I recently read a quote by Danielle Steel, a secular writer, in a secular book on writing.

“Where do the ideas come from? I don't really know. I've always had a deeply religious feeling about my writing. I feel very unimportant in the scheme of it all. I pray a lot before I start a book and as I work through it. And the less important I feel the better the book goes.”

Let me deal briefly here with four aspects of prayer that are essential to writing.


We spend time in prayer to develop intimacy with God. The more time you spend in direct fellowship with God the more He shapes your character.


Character development is painful. We need to allow God to make changes in our lives. And we have to come to Him with a tender heart repenting of attitudes and actions that do not please Him.
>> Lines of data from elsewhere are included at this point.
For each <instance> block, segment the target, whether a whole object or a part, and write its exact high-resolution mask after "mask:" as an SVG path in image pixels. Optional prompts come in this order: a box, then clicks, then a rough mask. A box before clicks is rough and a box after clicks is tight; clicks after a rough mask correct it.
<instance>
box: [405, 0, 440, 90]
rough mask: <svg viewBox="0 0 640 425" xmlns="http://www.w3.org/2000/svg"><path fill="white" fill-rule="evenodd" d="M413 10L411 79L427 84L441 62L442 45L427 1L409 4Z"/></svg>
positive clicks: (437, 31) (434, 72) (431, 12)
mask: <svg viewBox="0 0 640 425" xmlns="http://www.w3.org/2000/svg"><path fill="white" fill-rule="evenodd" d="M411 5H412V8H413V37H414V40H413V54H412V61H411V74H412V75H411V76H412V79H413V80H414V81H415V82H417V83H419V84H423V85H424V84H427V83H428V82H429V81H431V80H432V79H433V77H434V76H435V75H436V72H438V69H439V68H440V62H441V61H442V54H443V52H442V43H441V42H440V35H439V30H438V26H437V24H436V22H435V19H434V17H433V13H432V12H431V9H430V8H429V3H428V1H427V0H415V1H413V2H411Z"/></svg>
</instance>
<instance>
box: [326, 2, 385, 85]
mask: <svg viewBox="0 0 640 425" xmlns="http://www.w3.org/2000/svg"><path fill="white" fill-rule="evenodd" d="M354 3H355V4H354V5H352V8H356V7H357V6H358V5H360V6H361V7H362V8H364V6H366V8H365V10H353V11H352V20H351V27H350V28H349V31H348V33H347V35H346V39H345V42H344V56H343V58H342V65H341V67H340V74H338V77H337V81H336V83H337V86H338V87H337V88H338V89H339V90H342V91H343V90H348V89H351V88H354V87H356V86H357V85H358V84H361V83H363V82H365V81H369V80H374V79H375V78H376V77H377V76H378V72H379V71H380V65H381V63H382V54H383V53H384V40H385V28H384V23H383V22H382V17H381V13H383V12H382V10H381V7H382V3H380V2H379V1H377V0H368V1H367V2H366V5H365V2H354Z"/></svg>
To get the most nourishment we need to pray the word of God. We take prayer to the level of meditation by memorizing a scripture and then thinking about it over time, maybe several days.

Many years ago I pastored church in a rural community in Texas. I am convinced that during the five years I served there a man who died shortly before I came continued to have the most Godly influence of anyone in that community. His wife told me every morning as he began his day he would fix a Bible verse in his mind. Then he would repeat that verse over and over all day long. And God developed his character and multiplyied the fruit of his life.


Praise is sometimes a neglected element of our prayer life. And yet nothing that I know of develops faith, courage, hope, joy, or peace as thoroughly as praising God for who He is and what He does.


Do you spend time talking to God about His mission for your life? Sense of mission it is essential to the attractiveness and benefit of your writing. This is of course true in writing Christian non-fiction. But it is also an underlying foundation for all writing, fiction or nonfiction.